La construction exigeait donc une approche architecturale très précise pour que la sonorité soit efficace. Il existe même des constructions où une personne qui parlerait normalement sur la scène pouvait très bien se faire entendre partout dans l’amphithéâtre, même s’il était construit en plein air.

Et je ne pense pas qu’une construction tout en béton sans prendre en compte ces paramètres soit ce qu’il y a de plus efficace (sauf si le paraître est ce qu’on appelle « efficace »). Ne l’oublions pas, il devrait servir à des représentations théâtrales.

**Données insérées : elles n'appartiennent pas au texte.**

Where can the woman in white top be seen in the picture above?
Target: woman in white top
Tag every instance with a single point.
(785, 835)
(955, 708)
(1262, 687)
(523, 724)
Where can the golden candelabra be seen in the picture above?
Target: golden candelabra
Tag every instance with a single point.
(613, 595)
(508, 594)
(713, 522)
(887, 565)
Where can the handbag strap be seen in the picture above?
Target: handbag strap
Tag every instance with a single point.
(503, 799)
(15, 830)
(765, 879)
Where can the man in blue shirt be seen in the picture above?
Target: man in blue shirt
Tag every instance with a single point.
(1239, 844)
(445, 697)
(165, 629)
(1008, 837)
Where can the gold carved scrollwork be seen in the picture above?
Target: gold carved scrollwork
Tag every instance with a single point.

Pas à des concerts qui auraient l’aide d’une sonorisation complète pour se faire entendre.

LE CHAMP DE BATAILLE
Entre un peuple devenu (ou rendu) ignorant, et un régime qui saute l’étape de l’expertise et la concertation en dehors de son cercle … c’est un vrai champ de bataille qui se dresse à Madagascar. Et, sans vouloir minimiser les conflits armés de ce monde, la situation à Madagascar fait aussi des victimes silencieuses. La pente vers l’abrutissement est très glissante et l’écart entre l’État et la population n’est plus une faille, mais un fossé. Après Miami, Rome … Nous avons aussi maintenant notre « Grand Canyon ».

À l’un de faire des efforts pour être crédible (on ne se dit pas patriote en laissant à l’abandon les différents musées et sites culturels qui sont bien à nous) et à l’autre des efforts pour se rapprocher (comprendre ses compatriotes et les aider, sans élitisme. Et savoir leur parler).